Code Enforcement Remedies
There is a general enforcement policy, through which "Uniform Civil Violation Notices" (UCVN’s or Tickets) are employed for lower priority cases with a lesser potential for environmental impact.
The policy also establishes criteria for managing the high priority, complex cases via the existing civil, criminal, and consent agreement mechanisms, keeping in mind that each case has it’s unique circumstances which will determine the appropriate handling method.
The enforcement remedies that are available to obtain compliance, vary depending on the nature of the violation, the types of evidence obtained in documenting the violation, and the severity of the health and/or environmental threat posed by the violation and the intent to commit the violation.
The following remedies or combination of remedies are available to obtain compliance:
- Verbal directive to correct violation.
Written "field notice," "warning notice," "order to cease and desist" or "notice to correct".
Formal Notice of Violation (NOV) which requires specified corrective actions to be undertaken.
Final Notice Prior to Court Action, the final administrative action prior to referral for formal action in the appropriate court of jurisdiction. Consent Agreement, a written agreement [under Section 24-7(15)(c) of Chapter 24 of the Miami-Dade County Code] between the department and the responsible party which, as a lawful order of the Director of the department, provides written assurance of voluntary compliance with Chapter 24, Miami-Dade County Environmental Protection Ordinance.
Formalized enforcement actions
- Uniform Civil Violation Notice (UCVN or Ticket), which requires correction of the violation and mandatory payment of civil penalty as specified in Chapter 8CC of the Miami-Dade County Code. Appeals by the violator(s) may be made before a Hearing Officer.
Criminal Complaint, filed by the Office of the State Attorney for which a judge may impose penalties equivalent to second degree misdemeanors (up to $500 and up to 60 days in jail). Certain violations which are more serious may result in felony charges being filed by the Office of the State Attorney.

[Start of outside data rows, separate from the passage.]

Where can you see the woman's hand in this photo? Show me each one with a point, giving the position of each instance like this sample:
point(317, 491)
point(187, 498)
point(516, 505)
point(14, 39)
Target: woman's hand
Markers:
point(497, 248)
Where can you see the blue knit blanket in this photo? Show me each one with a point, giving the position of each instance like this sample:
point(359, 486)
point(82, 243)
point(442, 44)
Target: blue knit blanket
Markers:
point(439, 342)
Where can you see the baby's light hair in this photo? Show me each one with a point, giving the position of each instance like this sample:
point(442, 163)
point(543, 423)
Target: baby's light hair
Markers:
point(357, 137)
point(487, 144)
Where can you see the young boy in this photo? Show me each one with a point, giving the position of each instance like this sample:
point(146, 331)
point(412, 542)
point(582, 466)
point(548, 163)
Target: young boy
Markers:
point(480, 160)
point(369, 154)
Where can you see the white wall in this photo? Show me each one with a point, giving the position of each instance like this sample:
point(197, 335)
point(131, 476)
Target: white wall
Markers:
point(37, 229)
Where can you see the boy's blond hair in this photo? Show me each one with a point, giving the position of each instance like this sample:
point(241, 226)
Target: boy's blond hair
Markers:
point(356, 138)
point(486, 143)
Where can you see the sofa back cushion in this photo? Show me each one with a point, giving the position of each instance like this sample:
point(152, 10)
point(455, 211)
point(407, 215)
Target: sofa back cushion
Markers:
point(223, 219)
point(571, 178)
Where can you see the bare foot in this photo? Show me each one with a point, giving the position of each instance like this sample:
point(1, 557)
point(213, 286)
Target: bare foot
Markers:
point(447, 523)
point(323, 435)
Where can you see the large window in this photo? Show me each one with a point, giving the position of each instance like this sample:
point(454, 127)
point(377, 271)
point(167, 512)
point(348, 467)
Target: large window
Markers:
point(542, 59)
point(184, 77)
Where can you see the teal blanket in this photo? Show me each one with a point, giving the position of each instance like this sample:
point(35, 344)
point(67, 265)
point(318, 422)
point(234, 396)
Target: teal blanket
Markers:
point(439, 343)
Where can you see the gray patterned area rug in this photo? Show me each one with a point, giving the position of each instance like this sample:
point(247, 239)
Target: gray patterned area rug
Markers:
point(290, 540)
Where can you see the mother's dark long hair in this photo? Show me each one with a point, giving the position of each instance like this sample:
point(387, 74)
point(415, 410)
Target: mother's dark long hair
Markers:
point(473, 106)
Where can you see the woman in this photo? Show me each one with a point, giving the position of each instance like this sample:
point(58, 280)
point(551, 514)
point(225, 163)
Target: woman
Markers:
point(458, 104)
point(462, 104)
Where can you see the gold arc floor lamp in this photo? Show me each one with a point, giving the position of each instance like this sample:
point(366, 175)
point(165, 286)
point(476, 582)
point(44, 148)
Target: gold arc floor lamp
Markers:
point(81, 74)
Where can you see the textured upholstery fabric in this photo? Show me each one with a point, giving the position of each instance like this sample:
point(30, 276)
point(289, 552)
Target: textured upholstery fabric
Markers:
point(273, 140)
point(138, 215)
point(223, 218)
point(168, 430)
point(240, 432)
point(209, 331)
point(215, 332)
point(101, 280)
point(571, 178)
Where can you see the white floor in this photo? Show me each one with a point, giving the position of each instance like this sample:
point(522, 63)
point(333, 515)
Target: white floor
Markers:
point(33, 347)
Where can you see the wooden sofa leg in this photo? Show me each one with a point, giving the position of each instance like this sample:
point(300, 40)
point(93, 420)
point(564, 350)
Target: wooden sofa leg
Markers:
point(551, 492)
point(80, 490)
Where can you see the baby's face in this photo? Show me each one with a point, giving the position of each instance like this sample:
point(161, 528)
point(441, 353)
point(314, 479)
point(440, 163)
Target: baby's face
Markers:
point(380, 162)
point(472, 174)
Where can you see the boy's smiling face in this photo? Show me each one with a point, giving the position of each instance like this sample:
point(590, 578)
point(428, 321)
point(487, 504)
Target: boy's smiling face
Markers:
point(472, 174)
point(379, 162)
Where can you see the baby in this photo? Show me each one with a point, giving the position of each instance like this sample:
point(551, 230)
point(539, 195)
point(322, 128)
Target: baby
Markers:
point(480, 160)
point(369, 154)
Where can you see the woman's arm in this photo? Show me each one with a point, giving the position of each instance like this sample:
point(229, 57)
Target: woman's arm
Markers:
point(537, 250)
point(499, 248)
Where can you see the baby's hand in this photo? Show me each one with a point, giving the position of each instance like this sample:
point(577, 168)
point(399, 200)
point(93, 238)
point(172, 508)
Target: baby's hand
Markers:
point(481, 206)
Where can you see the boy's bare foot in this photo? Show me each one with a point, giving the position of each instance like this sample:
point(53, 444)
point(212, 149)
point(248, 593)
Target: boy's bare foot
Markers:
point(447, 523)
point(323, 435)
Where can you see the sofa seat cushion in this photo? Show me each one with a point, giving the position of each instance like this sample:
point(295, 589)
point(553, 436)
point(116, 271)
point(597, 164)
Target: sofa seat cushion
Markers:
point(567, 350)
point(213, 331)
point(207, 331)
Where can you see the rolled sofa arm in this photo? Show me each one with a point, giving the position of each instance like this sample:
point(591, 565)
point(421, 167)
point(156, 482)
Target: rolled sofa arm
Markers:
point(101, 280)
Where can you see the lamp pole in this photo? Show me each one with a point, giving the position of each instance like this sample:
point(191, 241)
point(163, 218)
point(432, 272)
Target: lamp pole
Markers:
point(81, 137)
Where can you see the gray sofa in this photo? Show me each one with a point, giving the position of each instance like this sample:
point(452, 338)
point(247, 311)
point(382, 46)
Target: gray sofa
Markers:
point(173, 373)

Civil Complaint, filed by the Office of the Miami-Dade County Attorney, is typically a lawsuit in the form of a request for injunctive relief whereby the court can order compliance with Chapter 24, prohibit violations, establish liability, and impose a civil penalty of up to $25,000 per day per offense. This course of action is most frequently taken in complex cases involving the performance of substantial corrective measures, such as hazardous waste site cleanup, the cessation of major air pollution discharges and the large-scale destruction of natural ecosystems (i.e. major mangrove cutting, wetlands destruction, dredging in Biscayne Bay, etc.).